Freitag, 24. Juni 2011

Tag 12: Vancouver - Whistler

Heute heißt es Abschied nehmen von Marion und Trixi. Marion muss hier wieder in die Arbeit, Trixi bleibt in Vancouver bei ihr. Und für uns geht es "on the road again".
Um kurz nach zehn werden wir vom Camper-Verleih aufgesammelt und zu deren Office kutschiert. Dort wartet auch schon unser Van auf uns. Wow, was fuer ein riesiges Gefährt! Ein Pickup mit Wohngelegenheit hinten drauf. Eine Rückbank haben wir auch noch. Es hätten locker 6 oder 7 Leute vorn im Auto Platz. Hinten drin ist auch genug Platz fuer uns beide. Wesentlich mehr als in unserem "Pack-Man" in Australien.

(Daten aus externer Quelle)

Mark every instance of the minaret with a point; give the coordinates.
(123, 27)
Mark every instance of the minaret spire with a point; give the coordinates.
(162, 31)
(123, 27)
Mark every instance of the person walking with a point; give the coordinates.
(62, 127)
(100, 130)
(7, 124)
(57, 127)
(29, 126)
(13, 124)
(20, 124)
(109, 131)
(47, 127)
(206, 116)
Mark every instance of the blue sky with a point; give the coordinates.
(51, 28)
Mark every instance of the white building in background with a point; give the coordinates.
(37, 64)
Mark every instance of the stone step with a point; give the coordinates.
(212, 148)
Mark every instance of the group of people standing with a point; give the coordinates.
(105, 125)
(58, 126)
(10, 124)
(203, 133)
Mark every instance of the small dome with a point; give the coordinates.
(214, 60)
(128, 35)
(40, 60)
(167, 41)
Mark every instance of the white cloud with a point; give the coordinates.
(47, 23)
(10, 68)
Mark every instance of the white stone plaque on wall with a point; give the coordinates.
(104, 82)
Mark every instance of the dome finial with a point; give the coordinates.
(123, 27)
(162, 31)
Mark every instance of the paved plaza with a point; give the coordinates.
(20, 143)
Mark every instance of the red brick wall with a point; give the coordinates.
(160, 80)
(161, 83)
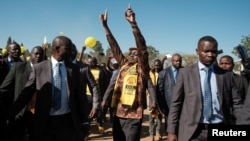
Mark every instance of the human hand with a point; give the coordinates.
(85, 130)
(130, 15)
(103, 104)
(104, 18)
(171, 137)
(92, 112)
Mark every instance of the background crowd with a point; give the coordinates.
(57, 98)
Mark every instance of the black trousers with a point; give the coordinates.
(126, 129)
(22, 128)
(60, 128)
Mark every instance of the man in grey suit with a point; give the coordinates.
(166, 82)
(187, 117)
(58, 115)
(11, 87)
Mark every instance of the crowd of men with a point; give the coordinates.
(57, 99)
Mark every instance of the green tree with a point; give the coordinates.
(245, 41)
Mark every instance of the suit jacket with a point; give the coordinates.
(89, 80)
(4, 69)
(186, 106)
(40, 81)
(244, 118)
(14, 82)
(164, 88)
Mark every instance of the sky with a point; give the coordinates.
(171, 26)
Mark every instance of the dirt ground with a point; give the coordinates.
(107, 136)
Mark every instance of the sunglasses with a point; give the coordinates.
(133, 54)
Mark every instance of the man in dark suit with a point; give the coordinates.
(244, 118)
(166, 82)
(13, 55)
(14, 52)
(12, 86)
(60, 112)
(189, 117)
(88, 80)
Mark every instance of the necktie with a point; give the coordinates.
(207, 101)
(57, 87)
(175, 75)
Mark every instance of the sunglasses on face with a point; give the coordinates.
(133, 54)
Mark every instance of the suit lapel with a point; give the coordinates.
(49, 76)
(69, 77)
(219, 81)
(27, 69)
(196, 79)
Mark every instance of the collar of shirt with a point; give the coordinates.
(74, 61)
(173, 69)
(54, 62)
(202, 66)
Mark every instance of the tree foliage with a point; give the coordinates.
(189, 59)
(245, 41)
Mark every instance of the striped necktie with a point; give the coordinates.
(207, 101)
(57, 87)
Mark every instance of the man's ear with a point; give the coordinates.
(197, 51)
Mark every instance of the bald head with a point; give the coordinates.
(61, 48)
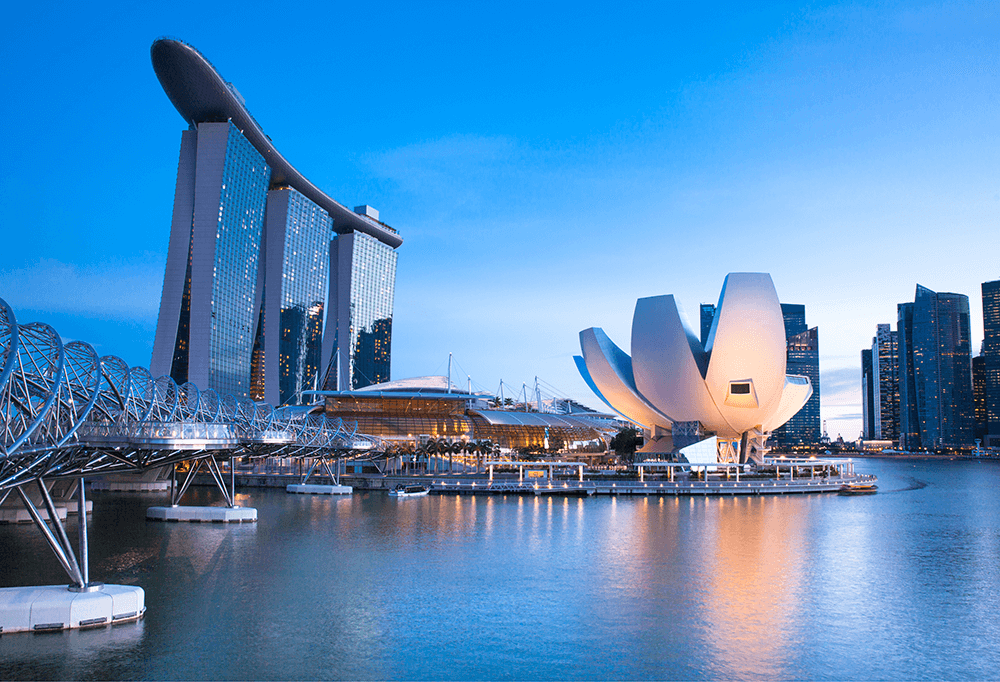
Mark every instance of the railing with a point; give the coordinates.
(62, 406)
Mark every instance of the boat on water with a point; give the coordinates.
(409, 491)
(858, 489)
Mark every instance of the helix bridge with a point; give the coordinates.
(66, 413)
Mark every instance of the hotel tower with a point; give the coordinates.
(259, 258)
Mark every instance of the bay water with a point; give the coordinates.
(902, 584)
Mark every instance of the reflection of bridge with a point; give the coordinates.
(67, 413)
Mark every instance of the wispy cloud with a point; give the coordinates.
(112, 290)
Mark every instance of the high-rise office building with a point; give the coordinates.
(249, 264)
(885, 385)
(867, 395)
(802, 359)
(991, 359)
(935, 371)
(981, 424)
(707, 315)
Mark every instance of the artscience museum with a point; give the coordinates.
(733, 389)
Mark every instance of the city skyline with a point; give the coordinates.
(836, 135)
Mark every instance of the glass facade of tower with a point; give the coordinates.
(707, 316)
(245, 179)
(373, 285)
(938, 371)
(248, 264)
(303, 290)
(802, 359)
(867, 395)
(991, 355)
(885, 373)
(981, 427)
(909, 424)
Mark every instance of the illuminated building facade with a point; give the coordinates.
(935, 371)
(981, 427)
(293, 291)
(867, 395)
(255, 248)
(802, 359)
(358, 340)
(205, 328)
(991, 359)
(885, 373)
(412, 411)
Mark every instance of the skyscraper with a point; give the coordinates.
(249, 263)
(991, 359)
(707, 315)
(802, 359)
(867, 395)
(885, 384)
(981, 425)
(359, 325)
(935, 371)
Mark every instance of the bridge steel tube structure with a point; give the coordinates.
(66, 413)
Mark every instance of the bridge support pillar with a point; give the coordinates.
(81, 604)
(303, 487)
(231, 513)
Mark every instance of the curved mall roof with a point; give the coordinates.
(200, 94)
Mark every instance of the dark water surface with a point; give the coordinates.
(899, 585)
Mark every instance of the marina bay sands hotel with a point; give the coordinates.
(256, 251)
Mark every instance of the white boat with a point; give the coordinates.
(409, 491)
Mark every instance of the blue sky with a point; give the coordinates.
(546, 164)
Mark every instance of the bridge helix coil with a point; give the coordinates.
(66, 411)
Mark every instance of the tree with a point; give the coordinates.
(625, 442)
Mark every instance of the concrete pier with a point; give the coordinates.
(686, 487)
(58, 607)
(317, 489)
(202, 514)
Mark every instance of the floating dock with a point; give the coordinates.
(318, 489)
(57, 607)
(202, 514)
(719, 488)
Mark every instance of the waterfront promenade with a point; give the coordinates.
(455, 587)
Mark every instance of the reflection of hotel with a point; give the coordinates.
(255, 252)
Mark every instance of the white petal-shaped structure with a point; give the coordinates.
(797, 392)
(668, 361)
(746, 345)
(734, 386)
(610, 370)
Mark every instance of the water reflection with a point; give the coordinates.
(446, 587)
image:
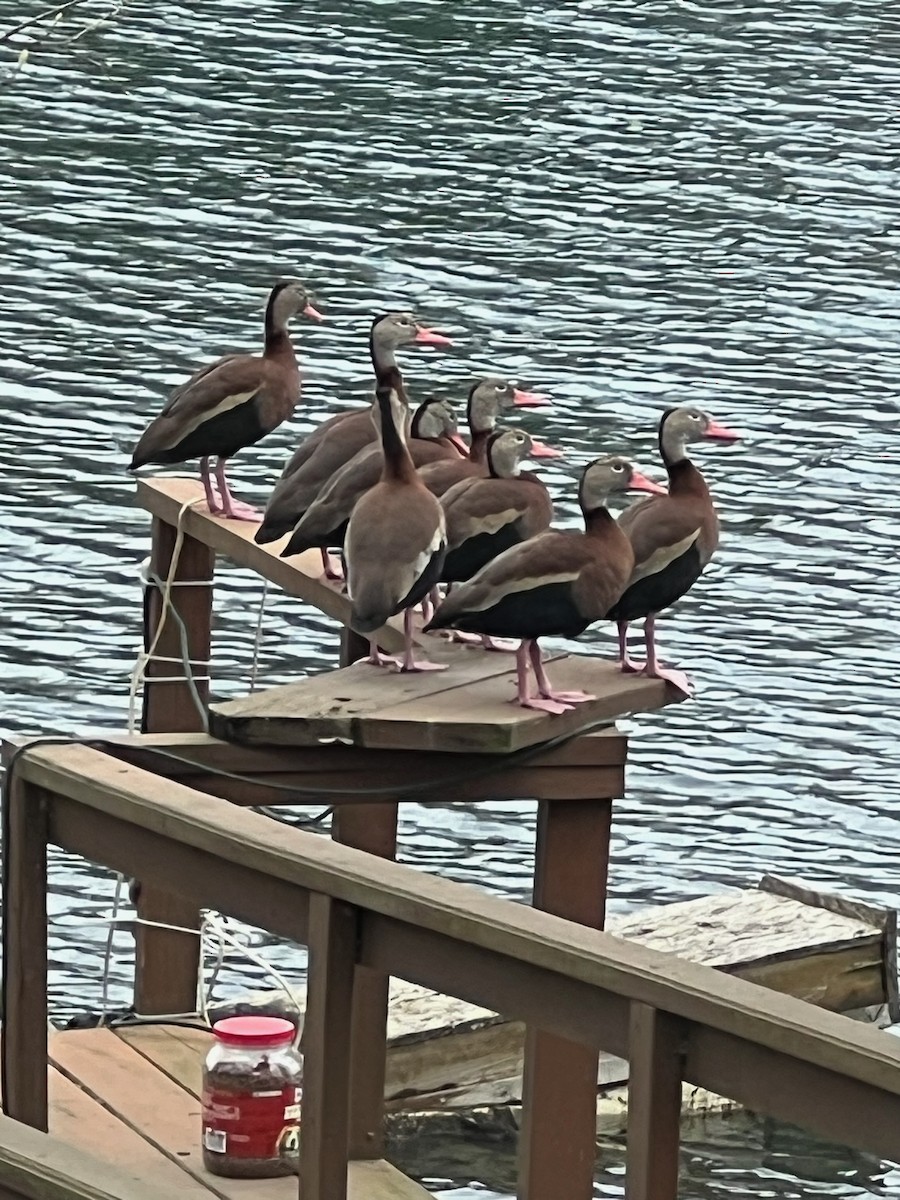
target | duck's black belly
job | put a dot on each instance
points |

Nach einige Formalitäten geht es an die Einweisung vom Van, der übrigens noch fast nagelneu ist. Unser Erklärbaer ist schon etwas älter und er sagt die meisten Dinge zwei oder drei mal. Wir sind schon ganz hibbelig, wollen endlich los! Nach einer gefühlten Ewigkeit ist es dann so weit, wir werden auf den Strassenverkehr losgelassen. Das Automatik-fahren ist zwar anfangs etwas ungewohnt aber man gewöhnt sich schnell dran. Also ab auf den Highway.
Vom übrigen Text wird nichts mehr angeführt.